I began to wonder why does the order of commits indegree queue even matter? It shouldn’t, as long as generations are above the cutoff for compute_indegrees_to_depth(). Both commit-3-5 and commit-5-1 were ancestors of commit-4-1 and thus had higher generations.

I added some debug statements to track the topo changes, indegree and explore queues, and saw something like this:

| get commit-4-1 into topo queue
| | ....
| | get commit-4-1 from indegree queue
| | | insert commit-3-1 into explore queue
| | ....
| | get commit-3-1 from indegree queue
| | ....
| insert commit-3-1 into topo queue

While expanding commit-4-1 in the topo walk, we were also expanding it in the indegree walk. I wondered, can the same commit be in both queues at the same time?

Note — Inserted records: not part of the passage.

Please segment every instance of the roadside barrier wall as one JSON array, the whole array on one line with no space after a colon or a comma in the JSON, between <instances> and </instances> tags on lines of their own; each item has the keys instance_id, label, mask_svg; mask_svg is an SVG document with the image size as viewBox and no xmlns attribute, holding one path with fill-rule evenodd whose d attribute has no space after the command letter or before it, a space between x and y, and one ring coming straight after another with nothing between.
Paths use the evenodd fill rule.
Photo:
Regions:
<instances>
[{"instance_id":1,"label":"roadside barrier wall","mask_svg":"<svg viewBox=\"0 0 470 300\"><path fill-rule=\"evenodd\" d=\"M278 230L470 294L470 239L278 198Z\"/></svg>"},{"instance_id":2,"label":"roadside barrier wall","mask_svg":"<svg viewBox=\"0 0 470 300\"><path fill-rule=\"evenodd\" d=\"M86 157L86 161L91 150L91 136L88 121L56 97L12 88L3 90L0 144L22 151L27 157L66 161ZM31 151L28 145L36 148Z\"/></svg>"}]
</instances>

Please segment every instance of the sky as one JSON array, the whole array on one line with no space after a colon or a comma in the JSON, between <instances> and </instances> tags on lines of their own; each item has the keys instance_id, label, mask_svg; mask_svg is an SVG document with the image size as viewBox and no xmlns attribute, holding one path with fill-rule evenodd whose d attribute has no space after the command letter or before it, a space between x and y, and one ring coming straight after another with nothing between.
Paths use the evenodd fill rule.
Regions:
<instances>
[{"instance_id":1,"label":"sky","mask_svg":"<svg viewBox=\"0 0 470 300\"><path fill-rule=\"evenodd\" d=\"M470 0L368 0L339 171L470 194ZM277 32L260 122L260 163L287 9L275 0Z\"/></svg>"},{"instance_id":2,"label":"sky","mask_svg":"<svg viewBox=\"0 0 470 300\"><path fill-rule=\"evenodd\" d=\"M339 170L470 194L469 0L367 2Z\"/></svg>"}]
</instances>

Clearly, no. While in expand_topo_walk(), if Git reaches a commit with a smaller generation, it computes the indegrees using the lower generation as the cutoff. Therefore, it should have exhausted commit-4-1 from the indegree queue before inserting it into the topo queue.

I needed to understand the order of commits in the indegree queue. Adding more debugging statements:

| | insert commit-4-1 into indegree queue: 0

commit-4-1 had corrected commit date of zero before inserting it into indegree queue. What! It should have a non-zero corrected commit date. Turns out, Git doesn’t always parse the commit before inserting them into indegree queue. It parses parents before inserting into explore queue (process_parents()) and before the topo queue but not indegree queue. Sometimes the parents would be parsed (and have a valid generation number), sometimes not.

Fixing this was easy - all we had to parse parent before inserting into indegree queue. I spent all week, finally, to figure out a two-liner fix. Such can be life at times.

Future Plans

With the first version of the patch series sent to the mailing list, I plan to implement the remaining features and respond to reviews.

In my spare time, I am going to look into the possibility of eliminating graph position. Storing graph positions helps Git avoid the work of searching for the commit oid in commit-graph files for subsequent lookups.

But how often are the subsequent look ups? I can think of loading bloom filters as the only example. As such, removing graph positions might not affect performance (provided we load bloom filters along with the rest of CDAT, decided to whether to load or not with a flag) and reduce our memory footprint further.